Working with Compressed Tar Files in Go

Vladimir Vivien
Learning the Go Programming Language
8 min readJul 19, 2019

--

This post shows how to use the archive and the compress packages to create code that can programmatically build or extract compressed files from tar-encoded archive files. Both packages use Go’s streaming IO idiom which makes it easy to read or write data from diverse sources that can be compressed and archived.

Source code for this post https://github.com/vladimirvivien/go-tar

Tar

A tar file is a collection of binary data segments (usually sourced from files). Each segment starts with a header that contains metadata about the binary data, that follows it, and how to reconstruct it as a file.

+---------------------------+
| [name][mode][uid][guild] |
| ... |
+---------------------------+
| XXXXXXXXXXXXXXXXXXXXXXXXX |
| XXXXXXXXXXXXXXXXXXXXXXXXX |
| XXXXXXXXXXXXXXXXXXXXXXXXX |
+---------------------------+
| [name][mode][uid][guild] |
| ... |
+---------------------------+
| XXXXXXXXXXXXXXXXXXXXXXXXX |
| XXXXXXXXXXXXXXXXXXXXXXXXX |
+---------------------------+

The tar Package

Let us start with a simple example that uses in-memory data (synthetic files) and tar that data into archive file out.tar. This is to illustrate how the different pieces of the tar package works.

The next section shows how to create tar files from actual file sources.

The next code snippet creates a function value assigned to tarWrite which loops through the provided map (files) to create the tar segments for the archive:

import(
"archive/tar"
...
)
func main() {
tarPath := "out.tar"
files := map[string]string{
"index.html": `<body>Hello!</body>`,
"lang.json": `[{"code":"eng","name":"English"}]`,
"songs.txt": `Claire de la lune, The Valkyrie, Swan Lake`,
}
tarWrite := func(data map[string]string) error {
tarFile, err := os.Create(tarPath)
if err != nil {
log.Fatal(err)
}
defer tarFile.Close()
tw := tar.NewWriter(tarFile)
defer tw.Close()
for name, content := range data {
hdr := &tar.Header{
Name: name,
Mode: 0600,
Size: int64(len(content)),
}
if err := tw.WriteHeader(hdr); err != nil {
return err
}
if _, err := tw.Write([]byte(content)); err != nil {
return err
}
}
return nil
}
...
if err := tarWrite(files); err != nil {
log.Fatal(err)
}
}

Sour file https://github.com/vladimirvivien/go-tar/simple/tar1.go

In the previous snippet, variable tw is created as a *tar.Writer which uses tarFile as its target. For each (synthetic) file from map data, a tar.Header is created which specifies a file name, a file mode, and a file size. The header is then written with tw.WriteHeader followed by the content of the file using tw.Write.

There are many more tar header fields.

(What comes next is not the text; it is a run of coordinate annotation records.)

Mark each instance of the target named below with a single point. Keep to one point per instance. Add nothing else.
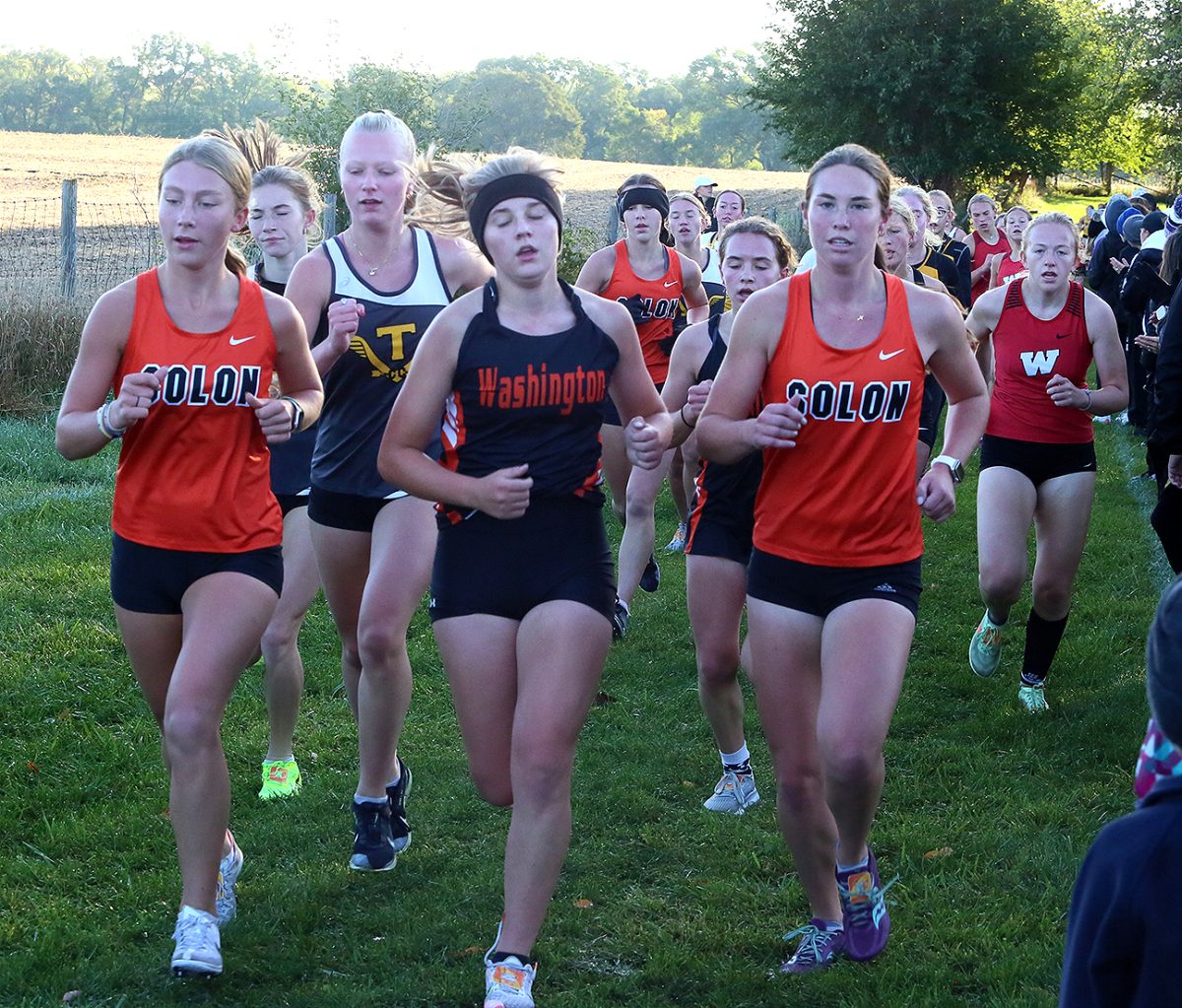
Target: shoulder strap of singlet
(1015, 295)
(712, 328)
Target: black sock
(1043, 638)
(499, 957)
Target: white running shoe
(678, 543)
(507, 984)
(228, 876)
(1033, 699)
(198, 950)
(733, 794)
(985, 648)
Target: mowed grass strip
(986, 817)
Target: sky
(324, 44)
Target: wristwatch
(955, 466)
(296, 412)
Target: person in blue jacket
(1123, 935)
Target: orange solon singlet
(194, 475)
(845, 495)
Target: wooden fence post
(329, 217)
(69, 235)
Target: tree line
(955, 94)
(172, 87)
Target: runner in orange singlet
(196, 571)
(837, 358)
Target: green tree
(947, 90)
(319, 113)
(517, 106)
(718, 123)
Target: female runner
(282, 210)
(755, 253)
(925, 252)
(985, 241)
(525, 642)
(188, 349)
(687, 218)
(1011, 265)
(728, 207)
(1038, 336)
(952, 242)
(896, 241)
(369, 295)
(837, 358)
(944, 220)
(650, 279)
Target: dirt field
(121, 169)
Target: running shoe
(985, 648)
(1033, 699)
(397, 794)
(650, 579)
(198, 950)
(819, 947)
(864, 909)
(508, 982)
(373, 848)
(620, 618)
(678, 543)
(281, 778)
(733, 794)
(228, 877)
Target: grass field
(986, 817)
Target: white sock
(382, 800)
(737, 759)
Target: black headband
(648, 195)
(508, 187)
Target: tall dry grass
(39, 335)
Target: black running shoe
(650, 579)
(399, 793)
(373, 848)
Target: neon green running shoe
(1033, 699)
(985, 648)
(281, 778)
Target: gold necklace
(373, 270)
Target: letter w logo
(1039, 363)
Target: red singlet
(980, 252)
(845, 495)
(194, 475)
(661, 297)
(1010, 271)
(1026, 353)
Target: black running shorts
(154, 579)
(820, 590)
(557, 550)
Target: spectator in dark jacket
(1165, 437)
(1123, 937)
(1100, 277)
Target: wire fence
(110, 243)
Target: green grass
(685, 907)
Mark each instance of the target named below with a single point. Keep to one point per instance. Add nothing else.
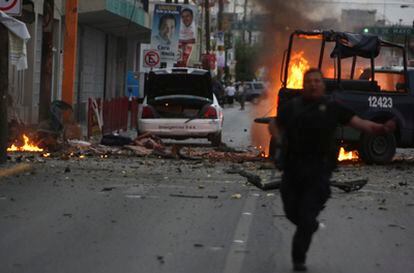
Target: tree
(246, 57)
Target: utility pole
(220, 29)
(244, 21)
(47, 61)
(4, 85)
(207, 25)
(69, 47)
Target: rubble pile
(145, 145)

The three illustrated are the minimum required to create a functional archive.

When the code is executed, it will create file out.tar. We can inspect that the archive is properly created using the tar -tvf command:

We can see that the tar contains all three files as expected. However, note that because we used incomplete header information, some file information is either wrong or missing (such as the date, file ownership, etc).

To test the generated tar, use command tar -xvf out.tar to extract the files.

Programmatically, the files contained in the archive can be extracted using the tar package as well. The following source snippet opens the tar file and reconstruct its content on stdout:

func main() {
tarPath := "out.tar"
tarUnwrite := func() error {
tarFile, err := os.Open(tarPath)
if err != nil {
return err
}
defer tarFile.Close()
tr := tar.NewReader(tarFile)
for {
hdr, err := tr.Next()
if err == io.EOF {
break // End of archive
}
if err != nil {
return err
}
fmt.Printf("Contents of %s: ", hdr.Name)
if _, err := io.Copy(os.Stdout, tr); err != nil {
return err
}
fmt.Println()
}
return nil
}
...
if err := tarUnWrite(files); err != nil {
log.Fatal(err)
}
}

In the previous snippet, variable tr, of type *tar.Reader, is used to extract the files from archive file tarFile . Using a forever-loop, the code visit each archive segment in order to reconstruct it by printing the content to standard out. The first step is to get the section’s header and ensure the file is not at EOF using tr.Next(). If not at EOF, then code reads the content of the section (using io.Copy) and prints it.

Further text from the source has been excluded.